From the outset, John Paul was a people’s pope who spoke with passion. His motto, totus tuus captured the Marian spirit by which he lived the entire span of his Petrine ministry: the enthusiastic emissary at its beginning, frontline pope, pope of the threshold and pope of the new frontier, most traveled, first to visit mosque and synagogue; and at the end a totally spent disciple, semper fidelis. And all through his ministry the echo of iconic words: Non abbiate paura! Aprite, anzi, spalancate le porte a Cristo! Do not be afraid! Throw open the doors for Christ!
This evening’s Gospel brings us to a different place: behind closed doors with Christ’s closest, afraid! What a contrast! John evokes an image of men feeling helpless in a hostile environment! Night is falling and for these no-hopers it might never be dawn again! The only concern for these men is their safety; fear prompts them to keep the doors safely closed. They only want to be safe, safe men who see only hostility.

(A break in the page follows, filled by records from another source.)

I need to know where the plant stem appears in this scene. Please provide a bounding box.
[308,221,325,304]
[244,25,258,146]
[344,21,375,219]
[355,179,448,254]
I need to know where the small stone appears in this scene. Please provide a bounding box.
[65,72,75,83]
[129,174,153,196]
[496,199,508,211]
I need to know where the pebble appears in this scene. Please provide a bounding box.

Does this experience resonate with us? Do we inhabit the same room as the first followers of Christ? Does everything look hostile? And is our safety all we should be interested in? Is locked-in syndrome something that we in the Irish Church could be suffering from at the moment? And there are other strait jackets too: ideologies, habits, mindsets, paranoia, even ritualism. Sometimes it seems that we’ve locked the tomb-rid risen Christ in a tabernacle where he is safe and we are safe!
As with John Paul, Christians stand out in society because of their ability to open doors, to unlock lives, to give that bit extra, to think big and beyond small-mindedness, to raise Christ up and make him the centre of the complex relationships that form the kingdom of God on earth, in parishes and dioceses.

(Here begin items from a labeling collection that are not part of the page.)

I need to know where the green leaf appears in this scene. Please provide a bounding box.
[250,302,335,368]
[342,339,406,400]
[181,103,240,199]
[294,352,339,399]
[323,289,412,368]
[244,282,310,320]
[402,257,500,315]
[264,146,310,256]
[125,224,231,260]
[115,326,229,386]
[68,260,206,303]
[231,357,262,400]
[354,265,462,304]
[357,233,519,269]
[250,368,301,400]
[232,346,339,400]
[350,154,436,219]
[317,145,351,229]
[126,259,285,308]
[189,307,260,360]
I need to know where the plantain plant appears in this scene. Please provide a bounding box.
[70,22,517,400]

When you think of it some of John Paul II’s most iconic words and gestures were at doorways, life’s doorways, pushing out boundaries, reaching across human divides: Ali Agca’s prison cell forgiving his assailant, Drogheda pleading with people to turn away from violence, Looking out onto the new millennium on his knees in the threshold of the Holy Door, placing a petition for peace in Jerusalem’s wailing wall.
John Paul’s groundbreaking and much publicized gestures remind us of nothing more than the ordinary work of every disciple: to open doors, to enter new rooms, new territory. Respecting new ground and life there with the attitude of reverence reflected in John Paul’s own gesture of venerating the soil of a new country.
27 years after the energetic Wojtyla walked on to the balcony of St Peter’s who could forget the last image of this faithful disciple on that last Easter Sunday of his life at the window of the Papal apartment? He faced the final frontier of earthly life emaciated but with unyielding courage. Death rattled in his voice as he gave his final blessing urbi et orbi. John Paul’s extraordinary life teaches ordinary men and women like us that if we live our lives with the risen Christ at the centre, nothing will hold us back; nothing will imprison us, we will always be free!
May the peace of the risen Christ be with you always!